3. Where to Incorporate
Maybe your clients see other companies incorporating in Delaware. Or they’re attracted to the state income tax policies of Wyoming or South Dakota. Incorporating in these states can make a lot of sense for some businesses. However, my typical advice is that if you have a small business (less than five shareholders), it is generally best to form your business in whatever state you live in or operate your business from.

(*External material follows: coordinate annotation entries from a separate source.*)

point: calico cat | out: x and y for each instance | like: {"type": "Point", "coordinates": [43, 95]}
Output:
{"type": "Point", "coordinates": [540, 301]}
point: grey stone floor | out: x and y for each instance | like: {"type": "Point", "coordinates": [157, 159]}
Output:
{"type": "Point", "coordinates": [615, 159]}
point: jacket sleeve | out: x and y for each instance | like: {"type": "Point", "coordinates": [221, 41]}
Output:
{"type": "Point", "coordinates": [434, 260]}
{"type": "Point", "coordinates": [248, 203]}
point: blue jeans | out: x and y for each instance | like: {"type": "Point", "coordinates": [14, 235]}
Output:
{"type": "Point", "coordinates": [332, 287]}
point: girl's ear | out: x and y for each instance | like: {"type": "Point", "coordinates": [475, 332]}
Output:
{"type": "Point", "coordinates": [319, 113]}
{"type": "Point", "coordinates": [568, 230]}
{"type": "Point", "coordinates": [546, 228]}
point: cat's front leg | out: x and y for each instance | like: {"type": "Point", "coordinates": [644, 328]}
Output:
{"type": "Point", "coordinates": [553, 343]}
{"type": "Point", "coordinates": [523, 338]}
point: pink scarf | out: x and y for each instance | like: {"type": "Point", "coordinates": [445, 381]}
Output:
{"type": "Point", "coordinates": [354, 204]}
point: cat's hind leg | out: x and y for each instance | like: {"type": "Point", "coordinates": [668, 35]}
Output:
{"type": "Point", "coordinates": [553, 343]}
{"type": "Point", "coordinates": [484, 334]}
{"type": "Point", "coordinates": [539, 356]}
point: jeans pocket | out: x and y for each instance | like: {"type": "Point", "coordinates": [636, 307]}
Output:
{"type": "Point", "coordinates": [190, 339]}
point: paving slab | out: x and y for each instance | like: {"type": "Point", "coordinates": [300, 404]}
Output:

Why? A business is subject to the tax laws and corporate maintenance requirements for whichever states it operates in. If your business is located in California and operates there, you’re going to need to pay state taxes to California. Incorporating in another state won’t change this. In fact, when you incorporate in one state and operate in another, you’ll need to register as a foreign entity in the new state. And, this typically adds complications with two sets of annual report filings and fees.
4. When to Incorporate
As you know, changing your business structure mid-year typically means you’ll be doubling your business tax paperwork. For example, you’ll need to file for the time you operated as a sole proprietor, as well as for the time you operated as an LLC/corporation. For this reason, the simplest time to change your business structure is at the beginning of the year. Some legal filing services let you submit your incorporation paperwork now, and then they’ll fast track the application for the first business day in January.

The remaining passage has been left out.